The Australian wine industry will target popular Chinese social media platforms such as WeChat and Weibo as part of a $50 million marketing push plan to lift wine exports and wine tourism.
International tourists will be urged to “take the great Australian wine tour,” and visit popular wine regions under the ambitious $50 million taxpayer-funded plan.
Winemakers’ Federation of Australia president Sandy Clark said the package was a “once in a generational opportunity to grow demand for Australian wine”.
“It will benefit all winemakers and provide a lasting platform for profitability throughout the supply chain, and I would like to thank all those who have got behind this initiative. It is now up to us to maximise the opportunity,” he said.
The federal government and industry plan was unveiled on Thursday and aims to lift wine exports to $3.5 billion a year by 2021-22 an increase of 8 per cent.
The industry also hopes to lure an extra 40,000 international tourists to leading wine regions such as the Hunter Valley in New South Wales, Yarra Valley in Victoria, and South Australia’s Barossa Valley.
“Australia’s wine industry has enjoyed significant growth in recent years on the back of the Coalition’s market access gains, with our wine exports forecast to exceed 800 million litres and $2.5 billion in 2017–18,” Agriculture Minister Barnaby Joyce said at the launch of the plan, at the Penfolds Magill Estate in South Australia.

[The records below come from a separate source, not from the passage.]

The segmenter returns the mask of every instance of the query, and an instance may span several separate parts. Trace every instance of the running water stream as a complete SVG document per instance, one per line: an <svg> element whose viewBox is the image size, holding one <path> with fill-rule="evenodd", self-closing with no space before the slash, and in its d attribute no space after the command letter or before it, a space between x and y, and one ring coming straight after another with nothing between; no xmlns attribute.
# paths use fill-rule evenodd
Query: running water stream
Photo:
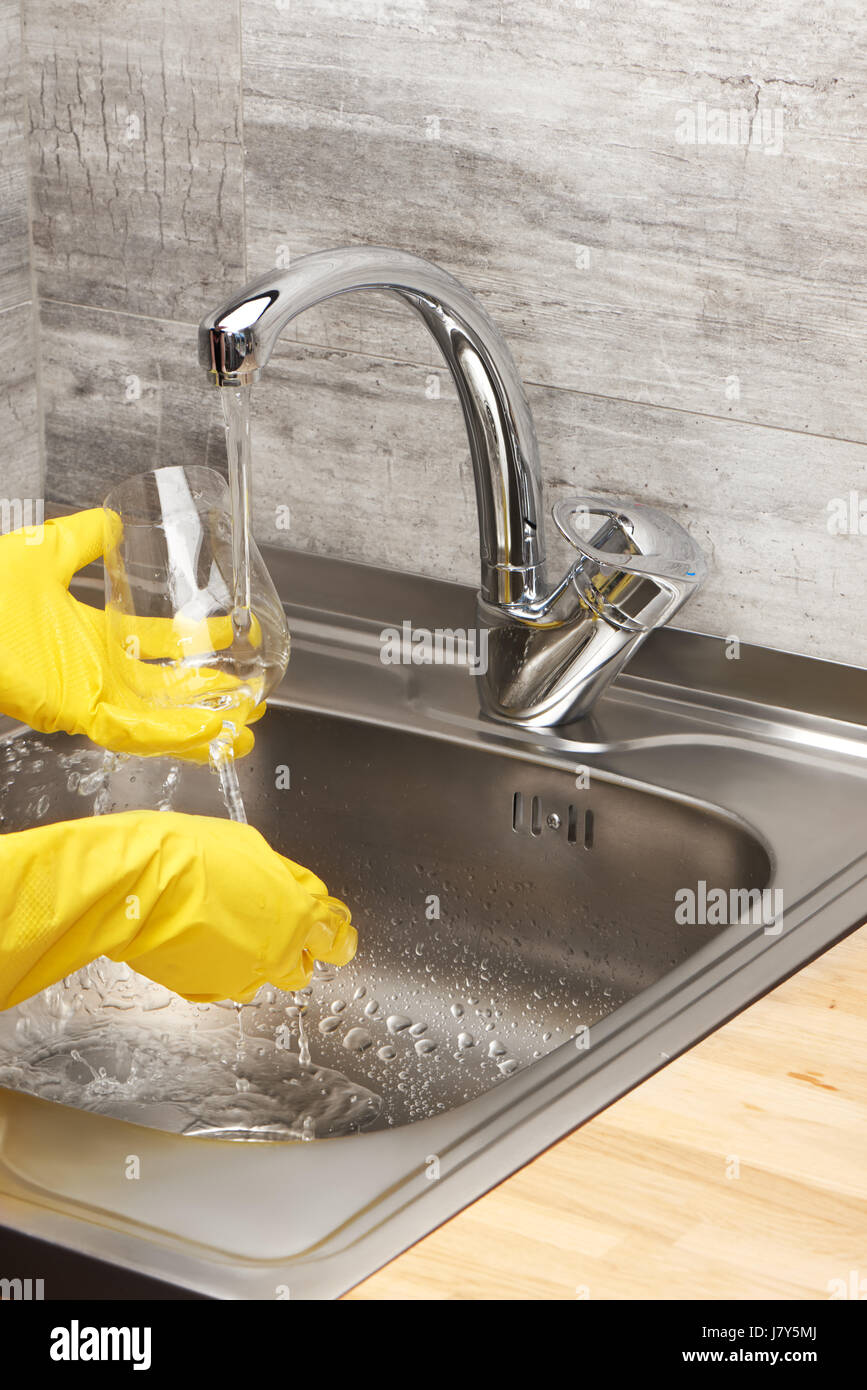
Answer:
<svg viewBox="0 0 867 1390"><path fill-rule="evenodd" d="M252 526L250 392L251 386L223 387L220 402L226 423L226 453L229 461L229 489L232 497L232 562L234 568L234 609L236 632L250 630L252 603L250 580L250 533Z"/></svg>
<svg viewBox="0 0 867 1390"><path fill-rule="evenodd" d="M237 642L249 640L253 622L250 546L252 526L249 386L226 387L220 403L226 426L229 493L232 501L232 628ZM234 740L237 729L231 719L223 723L219 738L211 744L211 766L220 779L223 801L230 819L247 823L244 799L235 769Z"/></svg>

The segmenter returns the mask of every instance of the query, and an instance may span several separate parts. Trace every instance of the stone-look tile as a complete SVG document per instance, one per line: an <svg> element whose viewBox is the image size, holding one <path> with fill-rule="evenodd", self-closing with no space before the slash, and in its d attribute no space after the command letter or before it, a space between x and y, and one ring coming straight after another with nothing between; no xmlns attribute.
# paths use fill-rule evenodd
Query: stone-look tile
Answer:
<svg viewBox="0 0 867 1390"><path fill-rule="evenodd" d="M263 540L477 581L467 435L445 367L281 343L252 429Z"/></svg>
<svg viewBox="0 0 867 1390"><path fill-rule="evenodd" d="M172 463L225 471L219 397L191 325L49 302L40 339L53 500L95 506L121 478Z"/></svg>
<svg viewBox="0 0 867 1390"><path fill-rule="evenodd" d="M31 297L20 0L0 0L0 310Z"/></svg>
<svg viewBox="0 0 867 1390"><path fill-rule="evenodd" d="M49 305L42 336L51 495L85 505L156 464L225 468L192 326ZM92 370L77 365L85 359ZM547 387L529 394L549 505L576 491L639 498L705 549L711 575L680 625L858 659L864 538L830 534L828 508L867 494L867 447ZM285 343L253 400L260 540L476 581L466 436L444 369ZM552 568L563 560L555 547Z"/></svg>
<svg viewBox="0 0 867 1390"><path fill-rule="evenodd" d="M43 487L30 304L0 313L0 342L5 368L0 389L0 501L36 499L42 497Z"/></svg>
<svg viewBox="0 0 867 1390"><path fill-rule="evenodd" d="M242 19L251 270L401 246L479 292L531 381L867 438L848 0L243 0ZM736 116L735 143L679 143L701 103L754 143ZM297 336L405 356L402 323L350 297Z"/></svg>
<svg viewBox="0 0 867 1390"><path fill-rule="evenodd" d="M0 0L0 503L41 498L19 0ZM32 513L31 513L32 515ZM4 506L0 529L15 525Z"/></svg>
<svg viewBox="0 0 867 1390"><path fill-rule="evenodd" d="M244 278L238 0L28 0L42 298L198 320Z"/></svg>

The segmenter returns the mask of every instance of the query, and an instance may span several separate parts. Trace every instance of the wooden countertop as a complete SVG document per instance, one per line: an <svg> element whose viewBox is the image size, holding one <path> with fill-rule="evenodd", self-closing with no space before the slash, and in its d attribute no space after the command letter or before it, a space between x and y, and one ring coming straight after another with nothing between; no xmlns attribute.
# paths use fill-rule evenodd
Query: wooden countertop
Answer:
<svg viewBox="0 0 867 1390"><path fill-rule="evenodd" d="M865 1079L867 926L346 1297L867 1297Z"/></svg>

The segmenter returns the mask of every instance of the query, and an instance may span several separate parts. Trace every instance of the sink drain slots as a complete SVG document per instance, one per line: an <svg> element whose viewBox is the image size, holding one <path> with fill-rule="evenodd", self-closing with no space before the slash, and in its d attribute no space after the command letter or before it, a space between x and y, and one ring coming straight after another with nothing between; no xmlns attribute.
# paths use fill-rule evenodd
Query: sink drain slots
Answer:
<svg viewBox="0 0 867 1390"><path fill-rule="evenodd" d="M594 818L592 811L579 811L572 802L566 808L565 818L560 811L545 812L541 796L525 796L514 792L512 796L512 829L516 835L529 833L538 839L542 831L559 831L565 821L566 843L580 844L583 849L593 848Z"/></svg>

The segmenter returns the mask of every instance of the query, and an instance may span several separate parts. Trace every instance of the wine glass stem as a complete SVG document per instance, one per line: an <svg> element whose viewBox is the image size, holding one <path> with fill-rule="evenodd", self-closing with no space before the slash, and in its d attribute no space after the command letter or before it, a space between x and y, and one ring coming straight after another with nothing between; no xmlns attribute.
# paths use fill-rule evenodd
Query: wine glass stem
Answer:
<svg viewBox="0 0 867 1390"><path fill-rule="evenodd" d="M220 790L223 793L223 800L226 803L226 810L229 812L229 818L231 820L240 821L242 825L246 825L247 812L244 809L244 800L241 796L241 788L238 785L234 747L235 726L226 720L220 733L215 739L211 740L211 767L220 779Z"/></svg>

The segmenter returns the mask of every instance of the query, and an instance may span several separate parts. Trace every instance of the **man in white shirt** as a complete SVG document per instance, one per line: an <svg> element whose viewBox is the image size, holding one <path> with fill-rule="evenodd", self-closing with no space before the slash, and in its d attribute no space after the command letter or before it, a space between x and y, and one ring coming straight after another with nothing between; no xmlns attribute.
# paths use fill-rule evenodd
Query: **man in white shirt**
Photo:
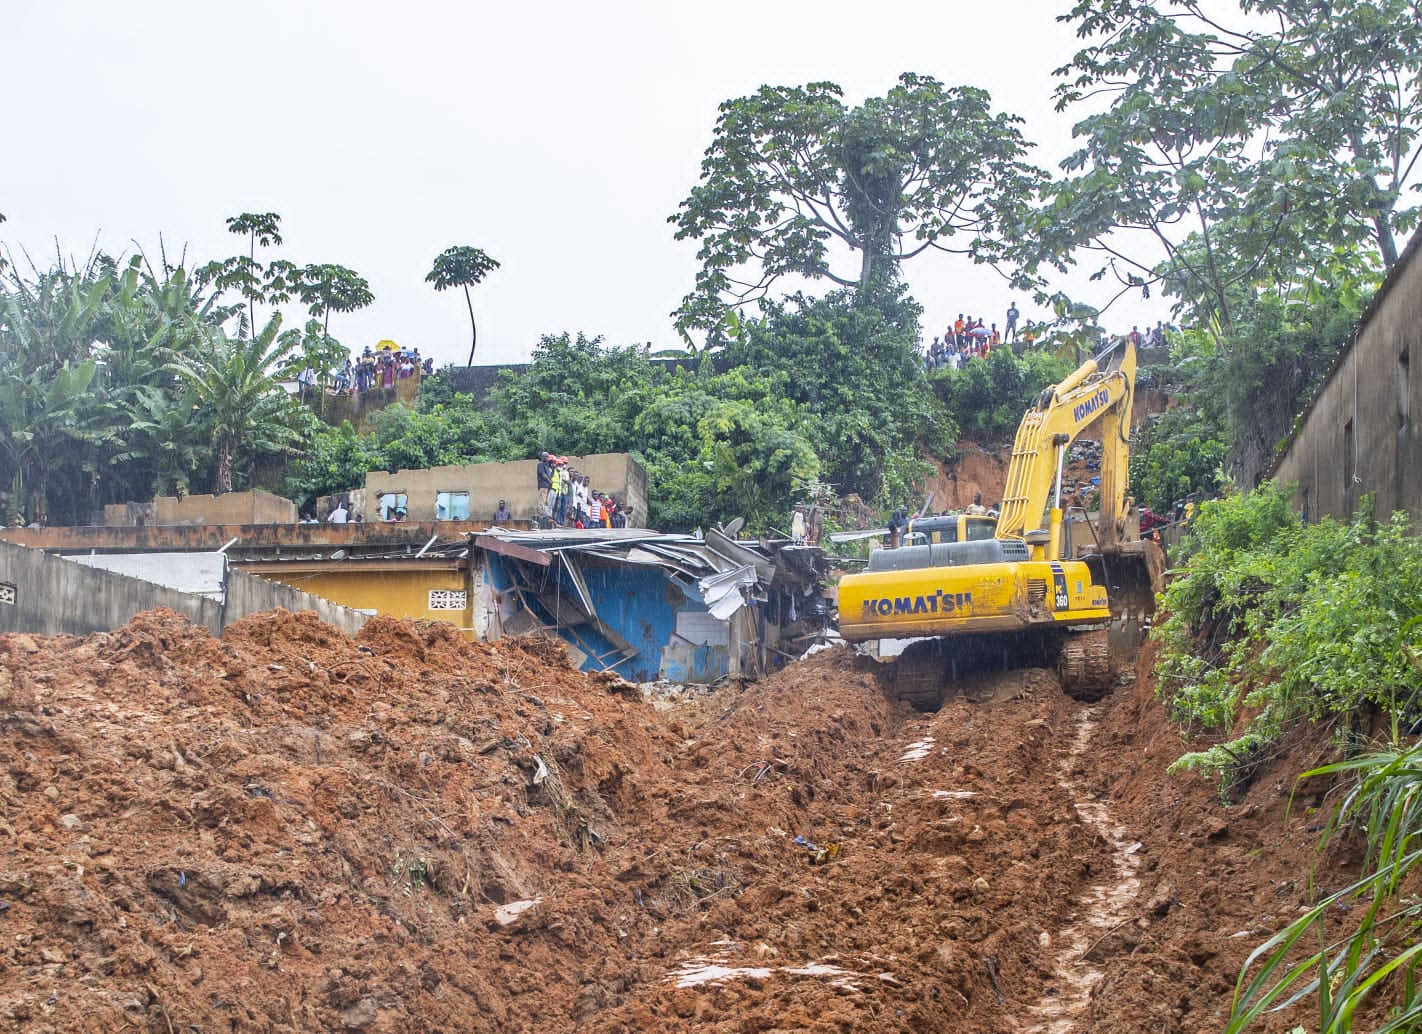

The program is part of the reforms to the Wine Equalisation Tax.
Highlights include: an eight-fold increase in marketing campaign spending to boost wine sales in China and the United States; a wine exports grants scheme for new and existing exporters to China and the US; grants to help develop wine tourism experiences that will attract international tourists; and a focus on cider businesses to help them boost exports.
The chief executive of Australian Vignerons, Andrew Weeks, said the plan was expected to deliver returns far above its $50 million cost.
“It offers a unique opportunity at a perfect time when there’s been some really positive results in our markets from a combination of things, including free trade agreements coming into bite, more favourable currency, but also some really promising work done by our generic marketing body as well,” he said.
“Some of those targets may seem ambitious, but why not aim high, why not back ourselves, why not build on the great reputation of Australian wines.”